Again, the language is measured. Misappropriation of customer data. Fraudulent wire transfers. Total loss of $42,000.

In plain English, someone on the inside treated customer information like a buffet ticket and the bank got to explain itself afterwards.


Another Cummins Investor With Funeral-March Manners

That is why First Horizon belongs in Shareholder Spotlight.

Because this is what the Cummins investor base looks like when you stop admiring the logo and start checking who is standing around the wake. A bank carrying nine-figure mortgage settlements in its family history, a six-figure SEC penalty for post-merger compliance failures, a customer-account breach, a Fed prohibition order against a former insider, and more than $360 million in tracked penalties over time.

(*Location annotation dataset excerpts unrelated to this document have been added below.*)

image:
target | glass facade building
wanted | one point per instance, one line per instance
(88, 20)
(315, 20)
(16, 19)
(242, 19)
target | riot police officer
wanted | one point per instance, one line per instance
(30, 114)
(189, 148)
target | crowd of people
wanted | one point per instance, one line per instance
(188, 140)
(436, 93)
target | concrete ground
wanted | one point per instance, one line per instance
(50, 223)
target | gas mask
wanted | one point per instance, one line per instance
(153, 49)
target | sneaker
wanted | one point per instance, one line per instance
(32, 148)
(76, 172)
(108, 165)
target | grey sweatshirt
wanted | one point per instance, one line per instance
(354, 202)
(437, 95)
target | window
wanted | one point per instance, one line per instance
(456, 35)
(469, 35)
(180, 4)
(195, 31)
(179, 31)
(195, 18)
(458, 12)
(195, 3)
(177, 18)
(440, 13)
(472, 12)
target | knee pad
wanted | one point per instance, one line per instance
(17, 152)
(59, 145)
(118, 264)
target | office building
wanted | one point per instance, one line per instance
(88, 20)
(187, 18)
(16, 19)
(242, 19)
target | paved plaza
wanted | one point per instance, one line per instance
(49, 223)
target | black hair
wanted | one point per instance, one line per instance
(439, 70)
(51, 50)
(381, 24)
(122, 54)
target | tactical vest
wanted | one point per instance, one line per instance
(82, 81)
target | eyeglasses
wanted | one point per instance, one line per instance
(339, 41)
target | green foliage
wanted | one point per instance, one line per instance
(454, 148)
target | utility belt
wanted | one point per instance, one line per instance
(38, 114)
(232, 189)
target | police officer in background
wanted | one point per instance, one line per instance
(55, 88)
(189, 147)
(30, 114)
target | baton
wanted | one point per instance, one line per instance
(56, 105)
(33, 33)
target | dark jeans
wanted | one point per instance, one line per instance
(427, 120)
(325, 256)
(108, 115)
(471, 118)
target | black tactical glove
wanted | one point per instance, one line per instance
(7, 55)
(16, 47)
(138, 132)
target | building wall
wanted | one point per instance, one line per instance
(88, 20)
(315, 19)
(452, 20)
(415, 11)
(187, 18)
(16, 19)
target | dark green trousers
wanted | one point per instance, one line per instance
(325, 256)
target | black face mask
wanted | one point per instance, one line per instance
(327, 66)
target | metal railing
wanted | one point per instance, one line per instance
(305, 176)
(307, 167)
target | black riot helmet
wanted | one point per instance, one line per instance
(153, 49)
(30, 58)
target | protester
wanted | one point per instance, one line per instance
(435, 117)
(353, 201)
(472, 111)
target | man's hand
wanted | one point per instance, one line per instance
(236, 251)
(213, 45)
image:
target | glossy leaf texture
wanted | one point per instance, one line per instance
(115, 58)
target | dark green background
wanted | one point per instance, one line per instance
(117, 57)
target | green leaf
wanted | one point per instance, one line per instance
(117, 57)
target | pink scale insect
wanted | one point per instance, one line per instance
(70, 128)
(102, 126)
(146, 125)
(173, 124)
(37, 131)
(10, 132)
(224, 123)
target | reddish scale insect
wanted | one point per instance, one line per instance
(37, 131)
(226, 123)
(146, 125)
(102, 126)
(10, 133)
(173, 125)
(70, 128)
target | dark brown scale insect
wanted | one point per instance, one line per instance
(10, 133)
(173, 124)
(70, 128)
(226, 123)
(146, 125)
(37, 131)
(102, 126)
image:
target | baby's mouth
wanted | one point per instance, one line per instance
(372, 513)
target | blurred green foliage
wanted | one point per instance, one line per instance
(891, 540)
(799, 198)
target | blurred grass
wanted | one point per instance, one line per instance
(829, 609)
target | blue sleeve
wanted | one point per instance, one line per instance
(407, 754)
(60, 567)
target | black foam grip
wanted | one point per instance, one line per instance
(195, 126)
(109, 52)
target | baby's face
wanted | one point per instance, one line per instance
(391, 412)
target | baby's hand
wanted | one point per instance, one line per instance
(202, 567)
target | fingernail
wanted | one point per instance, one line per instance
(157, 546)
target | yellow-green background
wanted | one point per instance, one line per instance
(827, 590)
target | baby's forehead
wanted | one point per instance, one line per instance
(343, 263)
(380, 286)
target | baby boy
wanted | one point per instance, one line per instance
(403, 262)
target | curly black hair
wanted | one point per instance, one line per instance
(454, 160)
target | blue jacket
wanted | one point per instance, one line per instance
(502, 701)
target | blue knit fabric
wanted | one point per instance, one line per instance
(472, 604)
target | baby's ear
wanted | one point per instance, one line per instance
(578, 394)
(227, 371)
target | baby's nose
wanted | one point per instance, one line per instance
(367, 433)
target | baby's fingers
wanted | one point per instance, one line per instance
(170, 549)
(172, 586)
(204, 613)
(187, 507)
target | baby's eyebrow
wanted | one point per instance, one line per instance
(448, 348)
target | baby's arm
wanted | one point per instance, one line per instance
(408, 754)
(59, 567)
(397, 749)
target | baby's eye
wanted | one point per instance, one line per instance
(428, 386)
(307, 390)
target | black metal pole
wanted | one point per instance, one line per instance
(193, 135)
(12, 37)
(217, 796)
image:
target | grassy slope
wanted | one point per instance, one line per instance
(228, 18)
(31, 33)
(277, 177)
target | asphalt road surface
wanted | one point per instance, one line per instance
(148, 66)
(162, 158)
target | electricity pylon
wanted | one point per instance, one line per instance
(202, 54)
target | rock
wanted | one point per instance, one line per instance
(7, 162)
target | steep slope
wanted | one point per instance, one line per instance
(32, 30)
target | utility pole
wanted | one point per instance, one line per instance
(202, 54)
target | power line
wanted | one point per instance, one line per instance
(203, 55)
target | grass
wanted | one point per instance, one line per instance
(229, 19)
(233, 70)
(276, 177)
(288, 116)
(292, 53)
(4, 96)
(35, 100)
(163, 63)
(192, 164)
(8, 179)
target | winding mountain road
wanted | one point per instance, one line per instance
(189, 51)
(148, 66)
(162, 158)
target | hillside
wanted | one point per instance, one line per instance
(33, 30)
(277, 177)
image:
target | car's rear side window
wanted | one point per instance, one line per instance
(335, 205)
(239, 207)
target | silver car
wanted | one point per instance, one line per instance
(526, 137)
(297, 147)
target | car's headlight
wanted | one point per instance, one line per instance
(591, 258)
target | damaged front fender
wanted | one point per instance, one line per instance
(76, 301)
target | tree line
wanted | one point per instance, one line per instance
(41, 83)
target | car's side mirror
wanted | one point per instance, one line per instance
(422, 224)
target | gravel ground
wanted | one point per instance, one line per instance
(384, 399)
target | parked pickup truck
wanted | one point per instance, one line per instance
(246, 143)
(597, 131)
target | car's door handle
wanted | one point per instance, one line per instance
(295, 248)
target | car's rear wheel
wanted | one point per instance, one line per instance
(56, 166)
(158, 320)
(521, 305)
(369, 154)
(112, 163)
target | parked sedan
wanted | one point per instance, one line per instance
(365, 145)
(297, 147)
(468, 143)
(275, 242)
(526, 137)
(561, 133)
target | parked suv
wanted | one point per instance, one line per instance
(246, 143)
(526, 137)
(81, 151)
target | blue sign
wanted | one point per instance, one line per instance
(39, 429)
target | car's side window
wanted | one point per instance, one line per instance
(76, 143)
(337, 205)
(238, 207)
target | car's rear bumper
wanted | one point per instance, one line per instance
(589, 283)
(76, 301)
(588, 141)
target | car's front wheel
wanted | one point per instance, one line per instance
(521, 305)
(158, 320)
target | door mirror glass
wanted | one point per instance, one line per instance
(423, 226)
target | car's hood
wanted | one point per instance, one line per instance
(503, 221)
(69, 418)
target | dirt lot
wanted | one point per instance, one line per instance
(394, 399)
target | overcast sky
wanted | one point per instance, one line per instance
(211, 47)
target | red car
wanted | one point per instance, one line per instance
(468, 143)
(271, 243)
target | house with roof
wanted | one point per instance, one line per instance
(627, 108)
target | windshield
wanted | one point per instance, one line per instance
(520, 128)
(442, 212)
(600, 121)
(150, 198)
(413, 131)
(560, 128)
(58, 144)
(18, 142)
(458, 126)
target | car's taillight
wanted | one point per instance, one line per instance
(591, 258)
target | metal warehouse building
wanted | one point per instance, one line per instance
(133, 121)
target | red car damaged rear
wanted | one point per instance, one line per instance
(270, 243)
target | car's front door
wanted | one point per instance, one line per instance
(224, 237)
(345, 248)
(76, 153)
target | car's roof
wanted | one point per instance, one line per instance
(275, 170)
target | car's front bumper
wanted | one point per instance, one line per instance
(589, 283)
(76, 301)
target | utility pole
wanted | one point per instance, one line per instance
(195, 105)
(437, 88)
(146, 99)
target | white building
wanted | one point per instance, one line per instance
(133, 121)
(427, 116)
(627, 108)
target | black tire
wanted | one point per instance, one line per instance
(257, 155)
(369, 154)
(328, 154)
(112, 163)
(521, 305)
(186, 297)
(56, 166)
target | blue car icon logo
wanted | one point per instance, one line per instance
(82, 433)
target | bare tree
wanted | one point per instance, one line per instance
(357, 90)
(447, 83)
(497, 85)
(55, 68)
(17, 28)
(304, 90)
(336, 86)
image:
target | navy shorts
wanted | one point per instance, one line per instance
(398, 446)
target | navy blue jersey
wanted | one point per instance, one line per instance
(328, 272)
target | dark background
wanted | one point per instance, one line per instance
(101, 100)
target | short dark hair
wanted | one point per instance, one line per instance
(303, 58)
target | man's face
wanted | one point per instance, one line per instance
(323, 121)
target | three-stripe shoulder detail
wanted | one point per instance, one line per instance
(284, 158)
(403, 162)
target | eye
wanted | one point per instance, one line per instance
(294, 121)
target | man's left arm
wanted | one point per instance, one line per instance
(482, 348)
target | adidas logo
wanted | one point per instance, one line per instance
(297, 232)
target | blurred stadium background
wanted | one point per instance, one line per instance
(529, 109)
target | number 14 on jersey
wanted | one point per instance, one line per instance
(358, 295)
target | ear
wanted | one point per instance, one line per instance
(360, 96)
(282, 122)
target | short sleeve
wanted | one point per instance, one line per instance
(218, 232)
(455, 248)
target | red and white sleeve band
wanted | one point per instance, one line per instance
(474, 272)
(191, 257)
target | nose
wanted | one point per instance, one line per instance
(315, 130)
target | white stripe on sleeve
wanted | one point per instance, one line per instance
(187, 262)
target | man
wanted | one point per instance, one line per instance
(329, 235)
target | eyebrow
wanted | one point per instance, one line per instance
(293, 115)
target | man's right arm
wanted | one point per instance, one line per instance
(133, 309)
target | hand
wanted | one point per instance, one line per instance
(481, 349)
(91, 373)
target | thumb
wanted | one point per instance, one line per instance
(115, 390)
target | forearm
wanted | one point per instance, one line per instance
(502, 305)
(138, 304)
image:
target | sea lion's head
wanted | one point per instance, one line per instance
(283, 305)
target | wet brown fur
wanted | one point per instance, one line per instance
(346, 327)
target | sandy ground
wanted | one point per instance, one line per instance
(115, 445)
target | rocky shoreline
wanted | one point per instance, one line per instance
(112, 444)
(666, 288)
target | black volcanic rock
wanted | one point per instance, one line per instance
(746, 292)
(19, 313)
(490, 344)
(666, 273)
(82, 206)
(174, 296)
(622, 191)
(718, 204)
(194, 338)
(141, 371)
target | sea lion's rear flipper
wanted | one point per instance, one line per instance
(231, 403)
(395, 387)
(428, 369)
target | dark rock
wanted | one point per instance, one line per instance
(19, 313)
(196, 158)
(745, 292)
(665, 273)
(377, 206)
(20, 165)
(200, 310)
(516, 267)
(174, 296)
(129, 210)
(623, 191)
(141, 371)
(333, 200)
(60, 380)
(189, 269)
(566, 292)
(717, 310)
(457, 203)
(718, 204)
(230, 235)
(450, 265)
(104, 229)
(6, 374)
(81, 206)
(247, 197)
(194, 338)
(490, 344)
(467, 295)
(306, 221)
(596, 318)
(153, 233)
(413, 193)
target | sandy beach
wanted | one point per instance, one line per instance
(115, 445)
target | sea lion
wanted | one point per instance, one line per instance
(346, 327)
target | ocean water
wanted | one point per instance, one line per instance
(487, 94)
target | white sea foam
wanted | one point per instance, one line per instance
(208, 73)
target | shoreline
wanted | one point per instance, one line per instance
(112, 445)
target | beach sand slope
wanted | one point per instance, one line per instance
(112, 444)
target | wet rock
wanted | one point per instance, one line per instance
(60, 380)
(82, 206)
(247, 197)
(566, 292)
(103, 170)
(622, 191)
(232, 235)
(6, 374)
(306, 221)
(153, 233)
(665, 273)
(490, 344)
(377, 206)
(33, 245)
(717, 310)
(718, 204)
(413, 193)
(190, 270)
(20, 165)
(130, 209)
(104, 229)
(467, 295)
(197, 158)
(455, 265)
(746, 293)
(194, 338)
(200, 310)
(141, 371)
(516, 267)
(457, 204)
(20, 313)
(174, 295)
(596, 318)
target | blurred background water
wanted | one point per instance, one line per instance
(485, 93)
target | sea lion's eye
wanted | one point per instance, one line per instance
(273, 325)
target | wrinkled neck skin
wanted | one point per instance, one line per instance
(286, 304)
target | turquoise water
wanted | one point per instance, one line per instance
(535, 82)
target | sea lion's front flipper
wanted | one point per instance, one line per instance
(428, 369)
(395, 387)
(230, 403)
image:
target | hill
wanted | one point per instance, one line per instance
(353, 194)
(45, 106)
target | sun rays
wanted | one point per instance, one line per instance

Nobody is saying First Horizon invented every sin in the Cummins universe. That is not the point.

The point is that Cummins does not float above a clean pool of respectable capital. It is also owned, in small and large slices, by institutions like this – polished in presentation, grubby on inspection, always ready with a statement, never far from the next explanation.

First Horizon can keep smiling in the annual report. Cummins can keep cashing the institutional support.

But this is not stewardship. It is one more well-dressed bank buying into the same dirty ecosystem and hoping the public mistakes a tidy lobby for a clean conscience.

A nice regional banker on the brochure.

Another undertaker with a spreadsheet when you read the record.